A subject I’ve blogged about several times is cholesterol. The biochemistry of cholesterol, it’s clinical significance, and guidelines for treatment can all be found by searching Dr G Opines, and more specifically, DrGOpines.com.

Many times I’ve also said I think statin drugs should be in the water. They are so safe and so effective there is no reason they shouldn’t be. Recently reported information states that statin therapy leads to a 20% to 60% reduction in LDL-C (the bad cholesterol) levels which is the goal, and to a “consistent relative ASCVD risk reduction of 20% to 25%, which is the real purpose.” That means statins do what they’re supposed to do. Two things that have impacted cardiovascular disease the most are smoking cessation and statins!

The safety of statins is not an issue, either. Only “5% to 10% of patients experience statin-associated myalgias or other skeletal muscle adverse effects…” The major catastrophic adverse events the media likes to over-report occur so rarely they’re no longer mentioned.
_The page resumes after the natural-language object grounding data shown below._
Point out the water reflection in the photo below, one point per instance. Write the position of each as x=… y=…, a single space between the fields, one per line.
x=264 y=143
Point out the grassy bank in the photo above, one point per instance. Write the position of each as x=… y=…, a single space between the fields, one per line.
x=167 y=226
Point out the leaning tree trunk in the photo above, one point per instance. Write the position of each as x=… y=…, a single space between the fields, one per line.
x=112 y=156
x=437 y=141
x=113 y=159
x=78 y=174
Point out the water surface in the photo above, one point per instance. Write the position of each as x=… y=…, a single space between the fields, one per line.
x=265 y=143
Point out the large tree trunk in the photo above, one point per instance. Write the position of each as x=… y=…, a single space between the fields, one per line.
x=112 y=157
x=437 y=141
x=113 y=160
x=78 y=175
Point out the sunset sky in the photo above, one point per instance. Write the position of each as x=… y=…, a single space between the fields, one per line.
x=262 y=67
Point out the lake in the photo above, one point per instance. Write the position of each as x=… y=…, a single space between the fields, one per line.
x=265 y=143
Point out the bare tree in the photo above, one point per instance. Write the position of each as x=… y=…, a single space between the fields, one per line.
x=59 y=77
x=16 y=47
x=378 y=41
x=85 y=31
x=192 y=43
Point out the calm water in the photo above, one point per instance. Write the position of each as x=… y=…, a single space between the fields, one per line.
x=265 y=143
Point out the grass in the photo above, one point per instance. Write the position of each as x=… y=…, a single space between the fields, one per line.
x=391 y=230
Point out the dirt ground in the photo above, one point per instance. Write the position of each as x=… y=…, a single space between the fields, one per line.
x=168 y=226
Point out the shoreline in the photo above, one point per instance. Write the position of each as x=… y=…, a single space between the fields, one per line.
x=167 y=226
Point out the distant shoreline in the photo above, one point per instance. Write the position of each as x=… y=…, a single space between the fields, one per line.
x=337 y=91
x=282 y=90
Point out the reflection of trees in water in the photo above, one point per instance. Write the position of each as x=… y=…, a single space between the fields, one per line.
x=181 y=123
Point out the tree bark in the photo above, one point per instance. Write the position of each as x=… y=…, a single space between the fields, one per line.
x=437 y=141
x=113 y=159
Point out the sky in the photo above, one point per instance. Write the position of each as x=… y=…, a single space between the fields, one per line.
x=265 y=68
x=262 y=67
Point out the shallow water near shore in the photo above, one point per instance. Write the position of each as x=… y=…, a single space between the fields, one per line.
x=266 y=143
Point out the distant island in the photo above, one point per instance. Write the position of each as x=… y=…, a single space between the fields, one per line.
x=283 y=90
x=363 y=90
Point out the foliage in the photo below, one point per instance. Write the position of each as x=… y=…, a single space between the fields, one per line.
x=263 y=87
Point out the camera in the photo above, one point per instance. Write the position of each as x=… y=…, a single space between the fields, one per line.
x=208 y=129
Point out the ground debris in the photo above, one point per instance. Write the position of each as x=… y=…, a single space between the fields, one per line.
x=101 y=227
If you have the slightest elevation of your total cholesterol, especially your LDL-C, you should take a statin. If a parent or sibling died at a young age (under 60) of a heart attack, you should take a statin. If you, personally, have had any cardiovascular event at any age, you should take a statin. If you’re diabetic, you should take a statin. If you fit one of these categories and you’re not taking a statin, shame on you because you’re missing out on a chance to prevent severe cardiovascular events.

Although prevention of first-time cardiovascular events by statins is still a debatable issue, there’s no question statins lessen the incidence of second events. But in Dr. G’s opinion, the prevention of first-time events IS reduced by statins, and anyone in the categories listed in the previous paragraph should be taking one. 

A July 20, 2021, article in JAMA discusses the current options available for lipid-lowering therapy and gives specifics on the nuances of each. Five drugs are currently available for treatment with one promising additional drug awaiting FDA approval. These drugs are:

     HMG-CoA REDUCTASE INHIBITORS—STATINS (there are 7)

     EZETIMIBE—ZETIA

     PCSK-9 INHIBITORS

     BEMPEDOIC ACID

     ICOSAPENT ETHYL—OMEGA-3 FATTY ACID IN FISH OIL

     INCLISIRAN—Not yet available for clinical use-awaiting FDA approval

You’re probably on one or more of these drugs. Having this many options gives physicians a realistic chance to improve cardiovascular outcomes; even better than what we’ve seen with statins alone. 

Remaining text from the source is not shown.